Massachusetts’s innovation-driven economy — technology, biotechnology, healthcare, education, financial services, and the professional services that support them — produces a significant small business sector that MCA companies target actively. Business owners in Boston, Cambridge, Worcester, Springfield, and across the state have signed MCA agreements to bridge cash flow gaps and are managing daily withdrawals that strain the businesses the advances were intended to support.
Massachusetts’s legal framework is exceptionally favorable to MCA borrowers, anchored by what many practitioners consider the strongest consumer protection statute in the country. Chapter 93A’s combination of treble damages and mandatory fee-shifting makes it a weapon that changes the dynamics of every MCA dispute in the state.
The Legal Landscape in Massachusetts
Massachusetts General Laws Chapter 93A prohibits unfair or deceptive acts or practices in trade or commerce.

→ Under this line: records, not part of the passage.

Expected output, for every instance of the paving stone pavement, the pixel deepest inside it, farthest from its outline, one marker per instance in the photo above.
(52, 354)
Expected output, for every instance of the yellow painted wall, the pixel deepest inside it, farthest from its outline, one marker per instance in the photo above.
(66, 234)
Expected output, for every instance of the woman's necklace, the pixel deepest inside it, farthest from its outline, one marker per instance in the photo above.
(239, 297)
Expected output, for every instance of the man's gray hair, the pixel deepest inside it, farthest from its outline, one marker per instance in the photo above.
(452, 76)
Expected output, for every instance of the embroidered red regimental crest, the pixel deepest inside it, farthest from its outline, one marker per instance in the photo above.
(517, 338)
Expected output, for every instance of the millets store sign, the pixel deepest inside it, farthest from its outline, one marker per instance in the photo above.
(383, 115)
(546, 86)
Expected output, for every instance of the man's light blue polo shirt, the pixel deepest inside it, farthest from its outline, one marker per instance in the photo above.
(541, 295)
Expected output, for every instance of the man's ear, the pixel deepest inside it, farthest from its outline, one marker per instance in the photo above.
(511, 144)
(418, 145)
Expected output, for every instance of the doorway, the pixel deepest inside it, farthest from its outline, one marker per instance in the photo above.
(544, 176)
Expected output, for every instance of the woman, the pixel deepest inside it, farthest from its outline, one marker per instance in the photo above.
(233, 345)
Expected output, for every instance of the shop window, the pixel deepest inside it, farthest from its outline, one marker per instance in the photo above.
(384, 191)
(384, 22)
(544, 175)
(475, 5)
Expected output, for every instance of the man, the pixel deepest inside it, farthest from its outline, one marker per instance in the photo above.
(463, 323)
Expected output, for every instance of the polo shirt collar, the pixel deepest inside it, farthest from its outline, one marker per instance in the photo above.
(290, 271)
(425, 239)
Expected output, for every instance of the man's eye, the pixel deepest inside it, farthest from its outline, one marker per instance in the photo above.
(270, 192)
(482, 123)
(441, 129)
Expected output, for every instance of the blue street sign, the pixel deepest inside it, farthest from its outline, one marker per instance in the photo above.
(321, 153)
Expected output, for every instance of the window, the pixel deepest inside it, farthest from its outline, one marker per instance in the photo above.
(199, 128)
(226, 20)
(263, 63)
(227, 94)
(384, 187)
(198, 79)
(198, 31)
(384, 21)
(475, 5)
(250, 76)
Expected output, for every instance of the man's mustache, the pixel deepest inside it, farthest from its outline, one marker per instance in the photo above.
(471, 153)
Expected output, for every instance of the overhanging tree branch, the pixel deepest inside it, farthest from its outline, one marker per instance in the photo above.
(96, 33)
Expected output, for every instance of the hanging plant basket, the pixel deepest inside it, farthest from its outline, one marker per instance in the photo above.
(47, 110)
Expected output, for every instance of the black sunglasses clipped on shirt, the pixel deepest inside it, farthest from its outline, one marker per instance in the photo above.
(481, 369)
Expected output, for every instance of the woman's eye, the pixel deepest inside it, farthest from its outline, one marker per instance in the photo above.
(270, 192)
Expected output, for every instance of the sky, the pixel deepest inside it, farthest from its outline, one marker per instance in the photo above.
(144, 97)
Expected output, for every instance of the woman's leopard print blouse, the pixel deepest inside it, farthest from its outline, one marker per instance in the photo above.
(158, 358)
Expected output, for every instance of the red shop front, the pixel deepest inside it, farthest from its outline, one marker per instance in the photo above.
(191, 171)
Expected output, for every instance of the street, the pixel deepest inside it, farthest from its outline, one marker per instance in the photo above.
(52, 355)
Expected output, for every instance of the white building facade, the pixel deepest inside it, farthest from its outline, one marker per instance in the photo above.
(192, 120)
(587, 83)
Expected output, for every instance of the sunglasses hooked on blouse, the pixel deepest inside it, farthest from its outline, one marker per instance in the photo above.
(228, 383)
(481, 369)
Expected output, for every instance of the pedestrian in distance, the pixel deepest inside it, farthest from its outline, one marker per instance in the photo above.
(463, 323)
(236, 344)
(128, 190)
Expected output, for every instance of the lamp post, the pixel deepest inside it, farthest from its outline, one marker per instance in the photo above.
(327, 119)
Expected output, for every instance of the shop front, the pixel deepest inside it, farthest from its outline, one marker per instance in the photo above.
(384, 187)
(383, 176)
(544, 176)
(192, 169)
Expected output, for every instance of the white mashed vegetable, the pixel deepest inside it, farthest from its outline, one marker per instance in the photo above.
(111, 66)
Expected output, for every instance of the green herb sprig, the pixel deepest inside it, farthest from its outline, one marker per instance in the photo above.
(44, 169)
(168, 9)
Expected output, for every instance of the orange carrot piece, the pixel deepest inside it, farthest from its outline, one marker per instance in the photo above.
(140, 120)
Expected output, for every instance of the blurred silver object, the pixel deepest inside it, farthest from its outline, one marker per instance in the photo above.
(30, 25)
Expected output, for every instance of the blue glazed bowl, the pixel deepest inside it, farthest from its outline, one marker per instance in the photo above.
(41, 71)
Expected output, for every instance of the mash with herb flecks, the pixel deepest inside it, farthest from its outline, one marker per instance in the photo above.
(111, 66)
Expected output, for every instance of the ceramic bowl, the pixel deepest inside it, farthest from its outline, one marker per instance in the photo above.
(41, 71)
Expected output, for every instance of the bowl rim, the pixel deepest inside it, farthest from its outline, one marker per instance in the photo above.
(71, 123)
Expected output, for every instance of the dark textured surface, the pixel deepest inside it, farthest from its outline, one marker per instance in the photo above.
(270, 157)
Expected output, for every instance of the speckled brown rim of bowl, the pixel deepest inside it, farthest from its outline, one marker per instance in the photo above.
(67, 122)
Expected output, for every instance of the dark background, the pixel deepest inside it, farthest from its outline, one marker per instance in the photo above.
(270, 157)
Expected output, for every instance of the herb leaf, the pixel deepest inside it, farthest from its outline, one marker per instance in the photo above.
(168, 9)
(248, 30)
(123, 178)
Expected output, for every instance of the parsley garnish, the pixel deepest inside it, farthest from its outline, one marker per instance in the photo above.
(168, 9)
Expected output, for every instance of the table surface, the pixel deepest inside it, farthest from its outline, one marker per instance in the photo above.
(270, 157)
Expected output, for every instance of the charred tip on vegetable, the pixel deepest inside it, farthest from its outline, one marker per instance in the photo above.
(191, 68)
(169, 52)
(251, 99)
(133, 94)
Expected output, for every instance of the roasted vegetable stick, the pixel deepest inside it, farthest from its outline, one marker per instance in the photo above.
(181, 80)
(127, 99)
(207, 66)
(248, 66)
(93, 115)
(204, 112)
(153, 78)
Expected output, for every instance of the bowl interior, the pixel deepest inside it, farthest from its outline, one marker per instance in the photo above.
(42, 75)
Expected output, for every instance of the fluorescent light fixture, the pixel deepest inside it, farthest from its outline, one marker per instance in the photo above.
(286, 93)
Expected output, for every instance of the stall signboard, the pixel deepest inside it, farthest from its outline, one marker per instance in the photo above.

The statute provides a private right of action for businesses as well as consumers. A business that prevails on a Chapter 93A claim is entitled to actual damages, and if the court finds that the deceptive conduct was knowing or willful, the damages are trebled — multiplied by three. The statute also provides for mandatory attorney’s fees and costs. The fee-shifting means the business owner’s attorney is compensated by the defendant if the claim succeeds, reducing the financial barrier to litigation to near zero for meritorious claims.
Massachusetts’s criminal usury statute, M.G.L. c. 271, § 49, makes it a crime to charge interest exceeding 20% per annum on loans under $1,000 or to charge criminally excessive rates on other transactions. The civil usury framework includes multiple thresholds depending on the transaction type. For recharacterized MCAs, the applicable threshold depends on the court’s classification of the transaction, but the effective APRs of most MCAs — 100% to 300% — exceed any applicable limit by wide margins.
Massachusetts has also been active in regulating commercial financing through the Division of Banks, which has the authority to examine and take enforcement action against entities engaged in lending without proper licensing. If the MCA is recharacterized as a loan, the funder’s licensing status in Massachusetts becomes a relevant consideration, and unlicensed lending activity may be independently actionable.
Massachusetts does not permit confessions of judgment. Any judgment against a Massachusetts business owner must be obtained through conventional litigation with full due process protections, ensuring the business owner has notice and an opportunity to defend.
Recharacterization and Usury
Massachusetts courts apply the same risk-based analysis used nationally. If the MCA funder bore no genuine risk — because payments were fixed, the guarantee eliminated the funder’s downside, and the reconciliation clause was never honored — the transaction is a loan. The recharacterized loan’s effective rate is compared to the applicable usury threshold.